Mucho entiende él de la incertidumbre de
próximos sucesos. Esa inestabilidad que permite que algún pequeño hecho
modifique aquello que llevaba horas construyendo.
El preciso momento de desequilibrio
temporal llega. Un semáforo, nada menos, sentencia ese instante. Su mente
abandona el claro de absurdas imágenes y sus ojos clavados en aquel ser humano
parado en la esquina le recuerda que ahí podría estar él.
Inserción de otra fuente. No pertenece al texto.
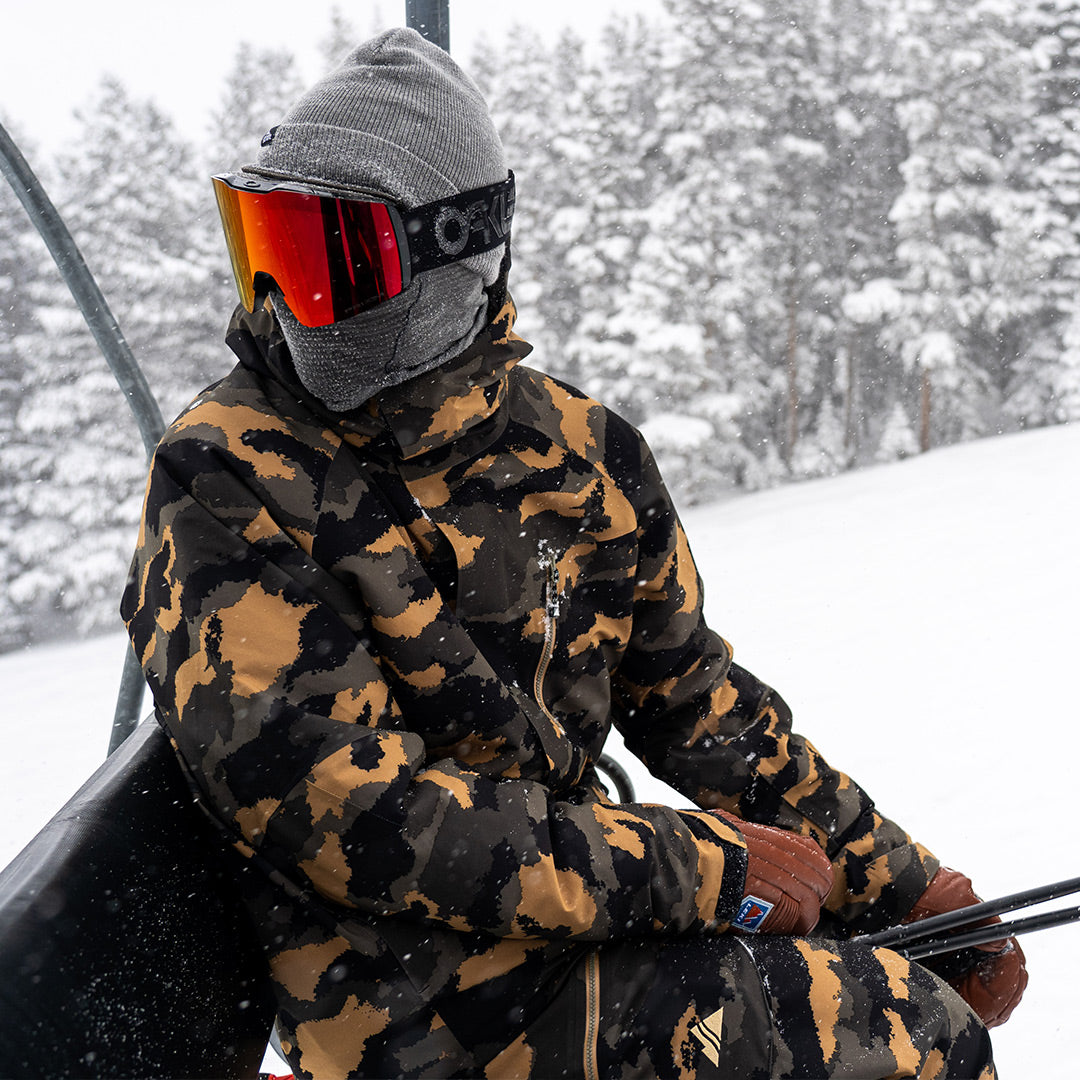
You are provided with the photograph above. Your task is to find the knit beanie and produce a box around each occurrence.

Tal vez solo, tal vez
a la derecha de su sombra, tal vez con algún libro en su mano izquierda. Tensa su
mirada a través de ese vidrio que alguna vez supo ser huida, abismo en lo
sensorial, refugio.
No ha logrado dejar de observar a ese
individuo. Común, tal vez triste o tal vez alegre, pero serio. Pensativo.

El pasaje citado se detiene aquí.